Re: [net PATCH] tcp: Mark fastopen SYN packet as lost when receiving ICMP_TOOBIG/ICMP_FRAG_NEEDED
From: Eric Dumazet
Date:  Fri Dec 11 2020 - 14:19:38 EST
On Fri, Dec 11, 2020 at 6:15 PM Alexander Duyck
<alexander.duyck@xxxxxxxxx> wrote:
>
> On Fri, Dec 11, 2020 at 8:22 AM Eric Dumazet <edumazet@xxxxxxxxxx> wrote:
> >
> > On Fri, Dec 11, 2020 at 5:03 PM Alexander Duyck
> > <alexander.duyck@xxxxxxxxx> wrote:
> >
> > > That's fine. I can target this for net-next.

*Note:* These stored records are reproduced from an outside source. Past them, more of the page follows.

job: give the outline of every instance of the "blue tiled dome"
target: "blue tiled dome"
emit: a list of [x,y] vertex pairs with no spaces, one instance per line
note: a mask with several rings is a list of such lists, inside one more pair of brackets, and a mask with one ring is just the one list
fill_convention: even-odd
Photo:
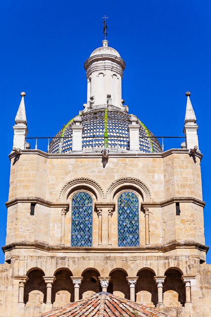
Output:
[[[105,118],[107,113],[107,138],[105,137]],[[83,152],[101,151],[106,147],[113,152],[127,152],[130,138],[128,126],[130,115],[121,111],[98,110],[81,114]],[[50,144],[50,153],[69,153],[72,150],[72,125],[70,120],[53,139]],[[160,144],[152,133],[139,120],[140,150],[142,152],[162,152]]]

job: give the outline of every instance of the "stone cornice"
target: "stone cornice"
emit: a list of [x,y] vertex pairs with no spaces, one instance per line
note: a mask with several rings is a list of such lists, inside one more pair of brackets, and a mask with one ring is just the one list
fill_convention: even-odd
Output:
[[38,197],[20,197],[15,198],[12,199],[11,201],[9,201],[5,203],[7,207],[10,207],[13,205],[15,205],[18,203],[32,203],[34,204],[39,204],[43,206],[45,206],[48,207],[57,207],[57,208],[69,208],[68,203],[52,203],[48,201],[39,198]]
[[14,243],[7,246],[5,246],[2,248],[4,253],[7,251],[10,251],[14,249],[34,249],[38,250],[40,251],[44,251],[51,253],[68,253],[71,252],[71,253],[78,253],[78,251],[81,253],[87,253],[89,251],[89,253],[93,252],[94,253],[106,253],[106,251],[109,253],[114,253],[116,252],[121,252],[121,253],[133,253],[136,252],[137,253],[165,253],[168,251],[172,251],[178,249],[195,249],[199,250],[200,251],[205,252],[206,253],[209,249],[209,247],[204,245],[202,245],[199,243],[191,242],[184,242],[184,243],[171,243],[169,244],[166,244],[165,246],[147,246],[147,247],[140,247],[134,248],[120,248],[120,247],[108,247],[102,248],[92,247],[91,248],[83,248],[83,247],[74,247],[71,248],[70,247],[62,247],[55,246],[50,247],[47,245],[38,244],[33,243]]
[[[126,153],[112,153],[111,151],[109,152],[109,157],[160,157],[163,158],[165,156],[168,156],[172,154],[185,154],[190,155],[189,150],[188,149],[183,148],[173,148],[165,152],[162,152],[160,153],[130,153],[129,151]],[[40,150],[22,150],[21,155],[26,154],[36,154],[41,156],[44,157],[48,157],[49,158],[75,158],[77,157],[80,157],[80,158],[85,158],[85,160],[88,158],[102,158],[102,153],[56,153],[53,154],[51,153],[47,153],[41,151]],[[11,160],[16,155],[16,153],[12,151],[9,155],[9,157]],[[199,157],[201,160],[203,155],[198,152],[196,152],[195,156]]]
[[[173,197],[166,201],[162,202],[143,202],[141,203],[143,208],[145,207],[162,207],[168,205],[171,205],[174,203],[192,203],[202,207],[204,207],[205,204],[205,202],[200,201],[199,199],[194,198],[194,197]],[[9,201],[5,203],[7,207],[10,207],[18,203],[33,203],[34,204],[39,204],[43,206],[49,207],[57,207],[57,208],[69,208],[69,203],[52,203],[48,201],[45,201],[41,198],[38,197],[19,197]],[[113,203],[96,203],[95,204],[96,207],[108,208],[110,207],[114,207],[115,204]]]
[[173,197],[162,202],[143,202],[141,203],[142,207],[163,207],[174,203],[192,203],[204,207],[205,203],[194,197]]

I had just selected net
> > > since I had considered it a fix, but I suppose it could be considered
> > > a behavioral change.
> >
> > We are very late in the 5.10 cycle, and we never handled ICMP in this
> > state, so net-next is definitely better.
> >
> > Note that RFC 7413 states in 4.1.3 :
> >
> >  The client MUST cache cookies from servers for later Fast Open
> >    connections.  For a multihomed client, the cookies are dependent on
> >    the client and server IP addresses.  Hence, the client should cache
> >    at most one (most recently received) cookie per client and server IP
> >    address pair.
> >
> >    When caching cookies, we recommend that the client also cache the
> >    Maximum Segment Size (MSS) advertised by the server.  The client can
> >    cache the MSS advertised by the server in order to determine the
> >    maximum amount of data that the client can fit in the SYN packet in
> >    subsequent TFO connections.  Caching the server MSS is useful
> >    because, with Fast Open, a client sends data in the SYN packet before
> >    the server announces its MSS in the SYN-ACK packet.  If the client
> >    sends more data in the SYN packet than the server will accept, this
> >    will likely require the client to retransmit some or all of the data.
> >    Hence, caching the server MSS can enhance performance.
> >
> >    Without a cached server MSS, the amount of data in the SYN packet is
> >    limited to the default MSS of 536 bytes for IPv4 [RFC1122] and 1220
> >    bytes for IPv6 [RFC2460].  Even if the client complies with this
> >    limit when sending the SYN, it is known that an IPv4 receiver
> >    advertising an MSS less than 536 bytes can receive a segment larger
> >    than it is expecting.
> >
> >    If the cached MSS is larger than the typical size (1460 bytes for
> >    IPv4 or 1440 bytes for IPv6), then the excess data in the SYN packet
> >    may cause problems that offset the performance benefit of Fast Open.
> >    For example, the unusually large SYN may trigger IP fragmentation and
> >    may confuse firewalls or middleboxes, causing SYN retransmission and
> >    other side effects.  Therefore, the client MAY limit the cached MSS
> >    to 1460 bytes for IPv4 or 1440 for IPv6.
> >
> >
> > Relying on ICMP is fragile, since they can be filtered in some way.
>
> In this case I am not relying on the ICMP, but thought that since I
> have it I should make use of it. WIthout the ICMP we would still just
> be waiting on the retransmit timer.
>
> The problem case has a v6-in-v6 tunnel between the client and the
> endpoint so both ends assume an MTU 1500 and advertise a 1440 MSS
> which works fine until they actually go to send a large packet between
> the two. At that point the tunnel is triggering an ICMP_TOOBIG and the
> endpoint is stalling since the MSS is dropped to 1400, but the SYN and
> data payload were already smaller than that so no retransmits are
> being triggered. This results in TFO being 1s slower than non-TFO
> because of the failure to trigger the retransmit for the frame that
> violated the PMTU. The patch is meant to get the two back into
> comparable times.
Okay... Have you studied why tcp_v4_mtu_reduced() (and IPv6 equivalent)
code does not yet handle the retransmit in TCP_SYN_SENT state ?